Delta Air Lines (DAL) is currently valued at 5.3x its forward EV-to-EBITDA (enterprise value to earnings before interest, tax, depreciation, and amortization) multiple. This valuation is slightly lower than its average valuation since DAL’s listing in November 2008 of 5.4x.
As can be seen from the above chart, DAL has traded close to the industry median except for short periods in 2010 and 2013.
American Airlines (AAL) and Alaska Air Group (ALK) are trading at a similar valuation of 6.6x, followed by Southwest Airlines (LUV) at 6.3x, and Spirit Airlines (SAVE) at 6.0x. United Continental (UAL) is trading at 5.9x, and JetBlue Airways (JBLU) is trading at 5.6x.
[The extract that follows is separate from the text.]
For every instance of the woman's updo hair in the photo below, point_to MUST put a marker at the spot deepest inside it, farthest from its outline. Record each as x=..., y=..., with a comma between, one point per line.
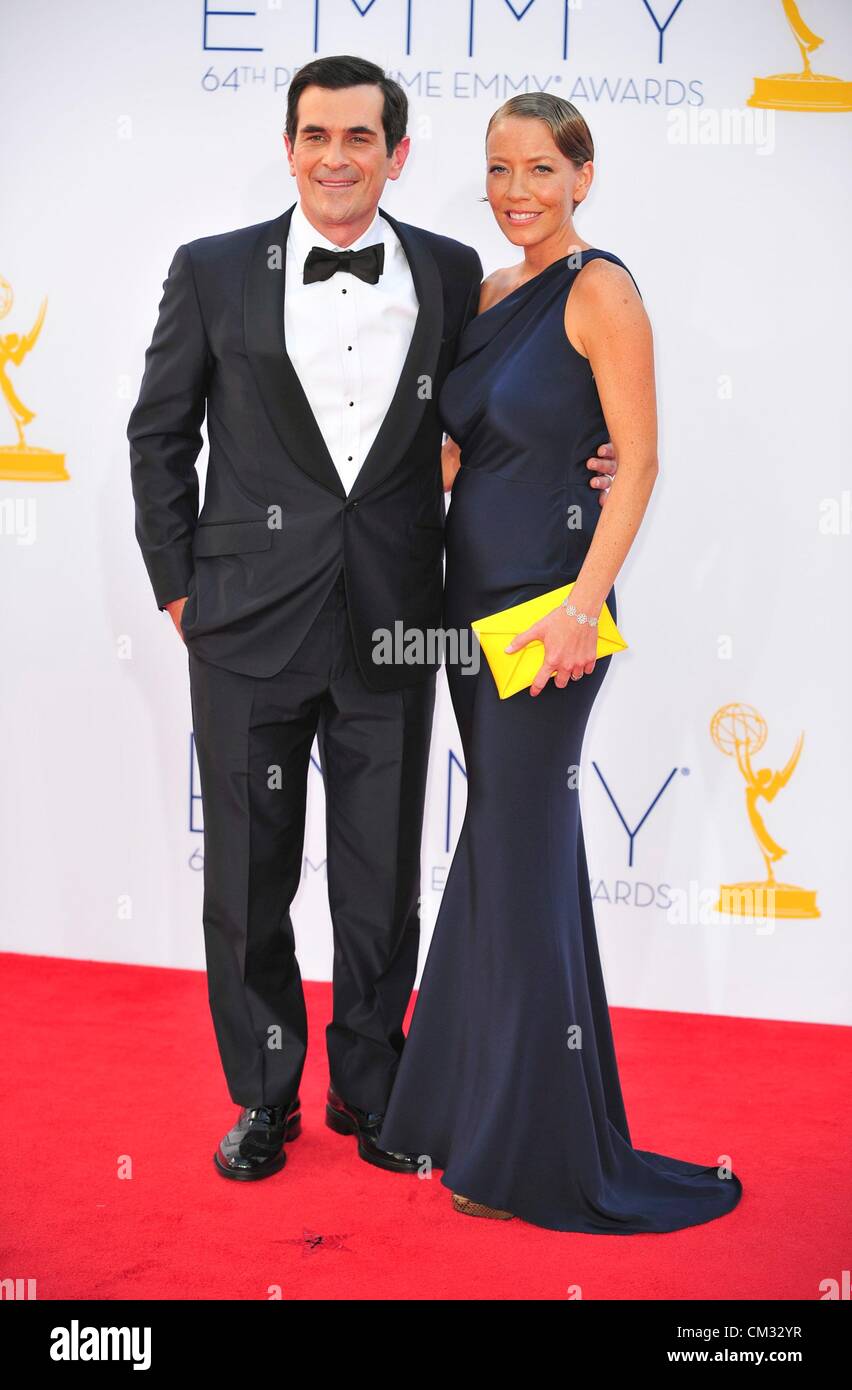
x=571, y=135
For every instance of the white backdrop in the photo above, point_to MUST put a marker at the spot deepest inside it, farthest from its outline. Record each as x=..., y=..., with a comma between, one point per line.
x=131, y=138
The market is expecting DAL to see EBITDA per share fall 2.9% in the next one year. EBITDA expectations for DAL’s peers are as follows:
- AAL: 0.1% fall
- UAL: 4% fall
- ALK: 13% rise
- LUV: 1.5% fall
- JBLU: 2.7% fall
- SAVE: 11.5% rise
- ALGT: 0.7% rise
In the short term, if fuel prices fall further and travel demand is still robust, the market will have a good reason to be excited about airline stocks.
Airlines are a cyclical industry. The fragile nature of the industry’s profitability ensures that investors tread with caution. Most airlines are now boasting about having found the key to remain profitable across cycles. In the long term, this is what will affect valuation multiples.
If industry fundamentals deteriorate or investors’ risk appetite falls, valuation multiples can fall too. A company’s leverage will magnify the extent of the share price fall, thus reminding us why investors should also keep a close eye on leverage.
In Delta’s upcoming earnings, investors should watch out for DAL’s unit revenue guidance and also keep an eye on capacity cuts and utilization trends. Delta Air Lines forms 1.6% of the PowerShares BuyBack Achievers Portfolio (PKW).